The largest study of its kind ever conducted in the United States highlights the impact of gender-affirming hormone therapy on the psychosocial functioning and mental health of transgender and nonbinary youth.
A multicenter study of more than 300 transgender and nonbinary youth funded by the National Institutes of Health (NIH) found that receiving sex-affirming hormone therapy improved appearance, , and improved life satisfaction, further pointing to an association between increased appearance matching and improved life satisfaction, and improved depression and anxiety symptoms.
“Our results provide strong scientific evidence that gender-affirming care is important for the psychological well-being of patients,” said Lurie, principal investigator and co-author of the Children’s Gender and Sex Development Program. “We must make this treatment available to young people with gender dysphoria,” the director, Northwestern University Feinberg School of Medicine, said in a statement.
The current study, named the Trans Youth Care–United States (TYCUS) study, sought to assess the physical and psychosocial outcomes associated with receiving gender-affirming hormone therapy in transgender and binary youth in the United States. It was designed as a prospective observational study. Participants included in this study were between the ages of 12 and 20 years old and from July 2016 to June 2019 at Ann and Robert H. Lurie Children’s Hospital in Chicago, UCSF Benioff Children’s Hospital, Boston Children’s Hospital, and Los Angeles Children’s Hospital. Recruited from a gender clinic. .
According to the study protocol, study visits were performed at baseline and again at 6, 12, 18, and 24 months after starting treatment. During these visits, participants completed the Transgender Concordant Scale, the Beck Depression Inventory-II, the Revised Child’s Manifest Anxiety Scale, and the positive impact and life satisfaction measures from the NIH Toolbox Emotional Battery. bottom. The researchers noted that as part of TYCUS he created two different cohorts. One cohort is evaluating the effect of sex-affirming hormone therapy and the other cohort is evaluating the effect of gonadotropin-releasing hormone agonist therapy. Current research only reports on the effects of sex-affirming hormone therapy.
For analytic purposes, latent growth curve modeling was used to estimate 2-year trajectories of appearance match, depression, anxiety, positive impact, and life satisfaction. The investigators noted that additional analyzes are planned to explore how initial levels and rates of change in appearance match correlate with each psychosocial outcome of interest.
A total of 315 participants who underwent up to 5 follow-up visits were identified for inclusion in the study. A total of 6114 observations were recorded from this cohort during the study period. This cohort had a mean age of 16±1.9 years, 60.3% were transmasculine, 64.8% were designated female at birth, and 58.7% were non-Latino or non-Latino Caucasian. The researchers noted that two participants committed suicide during the study and six withdrew before completion, although data collected prior to death or discontinuation of the study were included in the analysis.

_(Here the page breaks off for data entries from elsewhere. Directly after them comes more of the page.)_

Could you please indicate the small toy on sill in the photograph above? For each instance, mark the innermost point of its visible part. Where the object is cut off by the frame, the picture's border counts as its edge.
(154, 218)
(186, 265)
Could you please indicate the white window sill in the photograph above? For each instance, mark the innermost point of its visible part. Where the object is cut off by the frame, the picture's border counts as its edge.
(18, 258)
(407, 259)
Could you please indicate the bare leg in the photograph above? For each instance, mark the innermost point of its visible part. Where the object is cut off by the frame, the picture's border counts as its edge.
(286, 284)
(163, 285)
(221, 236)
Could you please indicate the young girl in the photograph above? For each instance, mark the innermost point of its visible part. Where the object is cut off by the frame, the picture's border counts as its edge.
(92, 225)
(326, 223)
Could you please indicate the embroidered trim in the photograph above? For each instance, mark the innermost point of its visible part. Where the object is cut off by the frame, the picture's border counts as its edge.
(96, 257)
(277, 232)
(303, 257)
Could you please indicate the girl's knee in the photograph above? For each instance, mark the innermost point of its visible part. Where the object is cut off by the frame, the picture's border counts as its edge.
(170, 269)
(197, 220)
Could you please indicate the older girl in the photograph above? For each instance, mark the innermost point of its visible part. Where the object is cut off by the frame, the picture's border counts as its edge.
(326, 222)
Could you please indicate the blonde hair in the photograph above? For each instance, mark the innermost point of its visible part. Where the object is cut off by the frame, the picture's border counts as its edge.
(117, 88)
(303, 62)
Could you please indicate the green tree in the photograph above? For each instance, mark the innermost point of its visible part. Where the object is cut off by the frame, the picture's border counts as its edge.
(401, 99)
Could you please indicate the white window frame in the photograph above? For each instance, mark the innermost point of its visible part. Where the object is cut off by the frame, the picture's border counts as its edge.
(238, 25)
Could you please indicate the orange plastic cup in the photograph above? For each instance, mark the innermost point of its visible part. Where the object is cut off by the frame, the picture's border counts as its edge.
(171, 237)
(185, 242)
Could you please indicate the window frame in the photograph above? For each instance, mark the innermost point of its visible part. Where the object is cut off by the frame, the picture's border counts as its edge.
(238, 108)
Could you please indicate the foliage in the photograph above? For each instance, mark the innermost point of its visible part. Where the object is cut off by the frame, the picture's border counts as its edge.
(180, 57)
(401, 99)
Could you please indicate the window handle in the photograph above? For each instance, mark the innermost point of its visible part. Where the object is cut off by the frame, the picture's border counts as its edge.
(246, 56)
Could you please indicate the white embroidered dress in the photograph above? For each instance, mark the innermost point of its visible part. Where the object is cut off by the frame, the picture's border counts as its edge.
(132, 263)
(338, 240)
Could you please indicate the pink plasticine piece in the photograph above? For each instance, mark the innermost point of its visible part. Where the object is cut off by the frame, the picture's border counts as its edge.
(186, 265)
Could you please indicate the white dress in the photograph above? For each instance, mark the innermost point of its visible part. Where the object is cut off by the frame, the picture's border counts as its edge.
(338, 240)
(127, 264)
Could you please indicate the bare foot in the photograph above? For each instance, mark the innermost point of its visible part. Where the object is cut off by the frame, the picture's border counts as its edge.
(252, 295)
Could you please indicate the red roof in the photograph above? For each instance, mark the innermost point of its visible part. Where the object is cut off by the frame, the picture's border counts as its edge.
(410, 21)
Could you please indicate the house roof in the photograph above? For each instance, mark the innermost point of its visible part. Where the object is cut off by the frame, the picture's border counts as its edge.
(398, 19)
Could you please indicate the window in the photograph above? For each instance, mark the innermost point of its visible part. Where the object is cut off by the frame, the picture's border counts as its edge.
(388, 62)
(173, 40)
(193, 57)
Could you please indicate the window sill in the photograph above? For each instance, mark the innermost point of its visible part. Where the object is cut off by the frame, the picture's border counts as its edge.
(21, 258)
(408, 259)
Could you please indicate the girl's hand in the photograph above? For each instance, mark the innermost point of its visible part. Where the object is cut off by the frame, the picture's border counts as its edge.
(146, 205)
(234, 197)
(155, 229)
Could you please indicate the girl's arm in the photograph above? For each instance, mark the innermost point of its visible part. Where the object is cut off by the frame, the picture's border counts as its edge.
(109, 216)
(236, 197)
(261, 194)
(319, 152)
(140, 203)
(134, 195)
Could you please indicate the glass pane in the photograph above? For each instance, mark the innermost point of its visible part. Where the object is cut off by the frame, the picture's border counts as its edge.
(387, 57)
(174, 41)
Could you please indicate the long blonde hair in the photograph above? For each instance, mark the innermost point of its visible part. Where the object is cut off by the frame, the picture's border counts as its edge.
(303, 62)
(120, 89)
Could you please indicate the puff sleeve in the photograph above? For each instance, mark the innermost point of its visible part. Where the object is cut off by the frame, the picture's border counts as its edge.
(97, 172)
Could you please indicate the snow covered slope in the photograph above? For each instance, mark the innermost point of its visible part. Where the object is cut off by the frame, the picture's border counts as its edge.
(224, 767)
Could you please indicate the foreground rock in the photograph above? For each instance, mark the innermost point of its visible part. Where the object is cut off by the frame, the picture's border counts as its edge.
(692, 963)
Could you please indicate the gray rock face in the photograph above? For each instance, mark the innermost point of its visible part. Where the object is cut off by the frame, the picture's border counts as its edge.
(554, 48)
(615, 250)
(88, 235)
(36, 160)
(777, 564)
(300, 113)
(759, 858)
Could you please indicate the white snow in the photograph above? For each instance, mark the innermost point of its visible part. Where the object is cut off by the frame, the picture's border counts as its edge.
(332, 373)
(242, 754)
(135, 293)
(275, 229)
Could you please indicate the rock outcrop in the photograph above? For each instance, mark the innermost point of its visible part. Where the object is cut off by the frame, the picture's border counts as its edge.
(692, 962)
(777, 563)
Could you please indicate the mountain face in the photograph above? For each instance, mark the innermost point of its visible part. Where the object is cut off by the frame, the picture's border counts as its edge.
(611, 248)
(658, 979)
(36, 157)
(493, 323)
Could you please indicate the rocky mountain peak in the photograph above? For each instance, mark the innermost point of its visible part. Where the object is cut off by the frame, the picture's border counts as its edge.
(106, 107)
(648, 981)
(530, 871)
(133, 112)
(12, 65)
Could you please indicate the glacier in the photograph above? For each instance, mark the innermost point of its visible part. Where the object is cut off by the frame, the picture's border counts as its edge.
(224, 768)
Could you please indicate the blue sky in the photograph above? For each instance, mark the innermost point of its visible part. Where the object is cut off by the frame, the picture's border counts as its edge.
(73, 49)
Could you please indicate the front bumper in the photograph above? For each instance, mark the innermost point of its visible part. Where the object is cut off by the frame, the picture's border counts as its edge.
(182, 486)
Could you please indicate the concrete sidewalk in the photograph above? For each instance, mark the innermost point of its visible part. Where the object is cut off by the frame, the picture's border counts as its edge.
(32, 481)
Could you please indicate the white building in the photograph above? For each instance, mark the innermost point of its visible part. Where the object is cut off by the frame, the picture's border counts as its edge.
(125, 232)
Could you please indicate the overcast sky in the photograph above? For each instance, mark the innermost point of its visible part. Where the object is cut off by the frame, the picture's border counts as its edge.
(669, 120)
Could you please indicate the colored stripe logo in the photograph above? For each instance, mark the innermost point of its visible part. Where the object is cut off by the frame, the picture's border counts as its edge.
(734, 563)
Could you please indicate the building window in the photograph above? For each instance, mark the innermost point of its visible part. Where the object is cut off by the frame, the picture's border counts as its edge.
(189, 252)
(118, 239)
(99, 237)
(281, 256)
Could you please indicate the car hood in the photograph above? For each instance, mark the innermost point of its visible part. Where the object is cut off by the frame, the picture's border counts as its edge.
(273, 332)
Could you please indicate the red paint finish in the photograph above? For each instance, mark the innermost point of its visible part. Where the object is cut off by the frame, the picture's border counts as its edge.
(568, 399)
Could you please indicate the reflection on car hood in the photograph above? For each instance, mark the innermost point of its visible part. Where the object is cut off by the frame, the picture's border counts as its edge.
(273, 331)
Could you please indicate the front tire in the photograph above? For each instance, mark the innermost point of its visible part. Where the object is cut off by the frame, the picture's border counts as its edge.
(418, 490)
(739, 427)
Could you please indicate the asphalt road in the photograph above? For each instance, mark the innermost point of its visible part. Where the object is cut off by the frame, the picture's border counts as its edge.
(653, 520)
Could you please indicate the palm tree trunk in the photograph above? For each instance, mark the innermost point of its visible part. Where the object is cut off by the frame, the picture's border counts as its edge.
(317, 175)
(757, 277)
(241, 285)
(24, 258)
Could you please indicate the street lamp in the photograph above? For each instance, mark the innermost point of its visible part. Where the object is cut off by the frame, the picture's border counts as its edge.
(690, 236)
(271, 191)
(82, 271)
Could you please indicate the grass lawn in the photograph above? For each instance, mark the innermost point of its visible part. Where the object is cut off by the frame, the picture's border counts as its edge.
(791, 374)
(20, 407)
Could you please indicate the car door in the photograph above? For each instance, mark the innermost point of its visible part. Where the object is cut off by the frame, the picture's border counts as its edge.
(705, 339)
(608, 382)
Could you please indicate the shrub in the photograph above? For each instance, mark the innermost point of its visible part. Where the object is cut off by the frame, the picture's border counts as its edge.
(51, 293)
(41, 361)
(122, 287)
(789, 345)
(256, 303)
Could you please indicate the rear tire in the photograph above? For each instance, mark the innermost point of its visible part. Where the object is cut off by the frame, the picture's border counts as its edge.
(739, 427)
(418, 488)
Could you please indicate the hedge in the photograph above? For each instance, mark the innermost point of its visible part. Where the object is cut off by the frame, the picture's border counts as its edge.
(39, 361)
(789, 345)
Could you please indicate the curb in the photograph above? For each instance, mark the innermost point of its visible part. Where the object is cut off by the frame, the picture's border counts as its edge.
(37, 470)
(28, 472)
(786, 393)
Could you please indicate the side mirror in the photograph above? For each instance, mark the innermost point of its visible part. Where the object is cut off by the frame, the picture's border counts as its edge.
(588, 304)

Appearance match scores increased during the follow-up period (0.48 point increase per year on a 5-point scale). [95% CI, 0.42 to 0.54]; standardized β=1.47) and positive impact T-score (annual increase on 100 point scale, 0.80 points) [95% CI, 0.08 to 1.54]; β=.19) and life satisfaction (up 2.32 points per year on a 100-point scale) [95% CI, 1.64 to 3.00]; β=.52).In addition, investigators found a reduction in depression scores (annual change on a 63-point scale, -1.27 points; 95% CI, -1.98 to -0.57; standardized β = -.29) and anxiety T scores ( 100 point scale, -1.46 points [95% CI, -2.13 to -0.79]; β=-.35).
Further analysis showed that increased appearance matching was associated with a concomitant increase in positive affect and life satisfaction, and a concomitant decrease in depression and anxiety symptoms. During the study period, the most common adverse event was suicidal ideation, reported by 11 (3.5%).
“Our results provide robust scientific evidence that improved appearance consistency with hormone therapy is strongly associated with improved mental health in transgender and nonbinary youth,” said the study’s lead author. Diane Cheng, Ph.D., Ph.D. An associate professor at the Robert H. Lurie Children’s Hospital in Chicago and Northwestern University Feinberg School of Medicine said in the aforementioned statement. “This is important given that transgender youth experience depression and anxiety and are at higher risk of suicide than cisgender youth.”
This study, “Psychosocial functioning of transgender adolescents after 2 years of hormone administration,” New England Journal of Medicine.